He went on: “Usually, honesty is quite ugly, and people don’t like it. But it’s important in the N.B.A. because you need immediate results. We play games every other day, so you need to get at the root of the problem.”
Sure enough, the interconnected themes of family, community and, yes, teamwork run throughout Adams’s 2018 autobiography, “My Life, My Fight: Rising Up From New Zealand to the OKC Thunder.” Adams is proud of the book.
“Threw some words together, didn’t I?” he said.

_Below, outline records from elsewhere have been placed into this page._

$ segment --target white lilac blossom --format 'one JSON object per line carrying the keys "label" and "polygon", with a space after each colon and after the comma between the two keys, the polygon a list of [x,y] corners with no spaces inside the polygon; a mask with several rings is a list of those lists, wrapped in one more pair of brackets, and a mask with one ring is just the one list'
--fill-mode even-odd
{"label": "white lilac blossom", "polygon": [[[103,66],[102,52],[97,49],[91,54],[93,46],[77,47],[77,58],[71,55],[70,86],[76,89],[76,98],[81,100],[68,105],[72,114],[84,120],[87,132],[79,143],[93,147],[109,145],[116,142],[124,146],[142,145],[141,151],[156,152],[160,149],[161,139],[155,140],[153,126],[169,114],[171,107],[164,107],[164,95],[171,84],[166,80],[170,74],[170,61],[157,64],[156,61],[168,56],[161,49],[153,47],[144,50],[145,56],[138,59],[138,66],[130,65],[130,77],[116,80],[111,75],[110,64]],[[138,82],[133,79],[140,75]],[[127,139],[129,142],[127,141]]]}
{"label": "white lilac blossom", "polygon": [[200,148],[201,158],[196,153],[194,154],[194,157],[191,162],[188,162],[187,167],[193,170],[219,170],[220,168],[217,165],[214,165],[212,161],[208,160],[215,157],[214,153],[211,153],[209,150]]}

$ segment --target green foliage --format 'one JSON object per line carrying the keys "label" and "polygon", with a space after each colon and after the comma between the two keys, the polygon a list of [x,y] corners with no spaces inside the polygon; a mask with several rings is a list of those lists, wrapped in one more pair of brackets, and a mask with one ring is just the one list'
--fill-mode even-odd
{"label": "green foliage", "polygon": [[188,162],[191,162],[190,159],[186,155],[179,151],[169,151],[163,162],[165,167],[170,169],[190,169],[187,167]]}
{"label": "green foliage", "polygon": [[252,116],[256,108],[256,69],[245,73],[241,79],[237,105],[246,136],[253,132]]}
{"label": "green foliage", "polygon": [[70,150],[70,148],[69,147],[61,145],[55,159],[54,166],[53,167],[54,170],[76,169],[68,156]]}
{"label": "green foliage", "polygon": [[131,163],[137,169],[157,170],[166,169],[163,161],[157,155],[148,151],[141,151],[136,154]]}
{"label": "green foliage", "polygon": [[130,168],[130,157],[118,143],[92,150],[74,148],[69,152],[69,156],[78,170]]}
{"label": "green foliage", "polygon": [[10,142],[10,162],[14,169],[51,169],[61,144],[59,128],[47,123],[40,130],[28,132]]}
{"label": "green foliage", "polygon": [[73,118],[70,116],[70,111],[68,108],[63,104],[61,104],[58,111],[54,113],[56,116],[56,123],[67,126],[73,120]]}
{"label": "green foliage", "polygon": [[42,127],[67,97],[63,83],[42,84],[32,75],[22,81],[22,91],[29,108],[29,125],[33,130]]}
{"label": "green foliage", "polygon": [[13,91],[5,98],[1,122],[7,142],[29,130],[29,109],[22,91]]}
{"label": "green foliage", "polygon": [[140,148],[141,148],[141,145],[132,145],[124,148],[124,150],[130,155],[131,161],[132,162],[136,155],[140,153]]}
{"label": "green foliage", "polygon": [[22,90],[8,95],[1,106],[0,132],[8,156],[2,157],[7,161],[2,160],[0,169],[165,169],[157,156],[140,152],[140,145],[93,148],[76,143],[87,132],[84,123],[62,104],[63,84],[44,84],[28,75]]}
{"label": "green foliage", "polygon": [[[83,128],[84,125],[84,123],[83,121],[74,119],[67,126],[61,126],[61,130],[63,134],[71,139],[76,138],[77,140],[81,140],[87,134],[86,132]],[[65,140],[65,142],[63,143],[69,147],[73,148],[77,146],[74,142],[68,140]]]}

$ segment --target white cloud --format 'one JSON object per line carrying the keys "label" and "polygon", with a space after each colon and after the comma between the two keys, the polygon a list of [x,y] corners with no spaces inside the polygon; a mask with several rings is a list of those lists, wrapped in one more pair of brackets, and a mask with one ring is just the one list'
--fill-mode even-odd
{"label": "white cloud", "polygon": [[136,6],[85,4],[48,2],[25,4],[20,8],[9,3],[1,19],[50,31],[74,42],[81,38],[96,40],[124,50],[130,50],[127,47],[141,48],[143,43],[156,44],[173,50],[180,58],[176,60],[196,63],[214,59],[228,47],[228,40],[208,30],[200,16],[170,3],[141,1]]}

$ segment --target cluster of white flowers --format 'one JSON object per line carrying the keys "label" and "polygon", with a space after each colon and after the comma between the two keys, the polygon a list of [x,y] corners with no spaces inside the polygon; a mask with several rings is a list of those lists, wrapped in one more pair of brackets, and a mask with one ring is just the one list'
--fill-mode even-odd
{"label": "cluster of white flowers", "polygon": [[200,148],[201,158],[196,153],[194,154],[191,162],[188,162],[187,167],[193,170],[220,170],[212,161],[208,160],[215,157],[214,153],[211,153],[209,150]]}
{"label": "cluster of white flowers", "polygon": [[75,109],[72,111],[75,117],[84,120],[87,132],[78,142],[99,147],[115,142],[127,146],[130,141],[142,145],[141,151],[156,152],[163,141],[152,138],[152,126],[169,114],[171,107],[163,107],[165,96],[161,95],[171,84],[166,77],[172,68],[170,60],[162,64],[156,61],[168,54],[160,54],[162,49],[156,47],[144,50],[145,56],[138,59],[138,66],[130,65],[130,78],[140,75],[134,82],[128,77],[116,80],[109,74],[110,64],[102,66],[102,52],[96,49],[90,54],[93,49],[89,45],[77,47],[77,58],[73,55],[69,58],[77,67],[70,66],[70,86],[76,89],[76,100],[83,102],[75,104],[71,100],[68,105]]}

He writes about playing sports as a boy and about getting pushed around by his older sisters. (One of them, Valerie Adams, is a two-time Olympic champion in the shot put who recently retired after winning the bronze medal at the Tokyo Games in 2021.) He writes about struggling with the loss of his father, who died of cancer when Steven was 13, and finding basketball through the help of local coaches who guided him to camps and provided him with opportunities.
He also writes about feeling isolated at Notre Dame Preparatory School in Fitchburg, Mass., where he spent a postgraduate season before enrolling at the University of Pittsburgh. By then, Adams writes, he had gotten used to having a “tight-knit community” around him — friends who were “always willing to help out with anything.” Without that sense of community, Adams suffered.
So being a part of one — and even helping to create one — was something he prioritized when he joined the Thunder as the No. 12 pick in the 2013 N.B.A. draft. On a playoff-ready team led by Durant and Westbrook, Adams was happy to do the blue-collar work that came naturally to him: block shots and set screens, rebound and defend.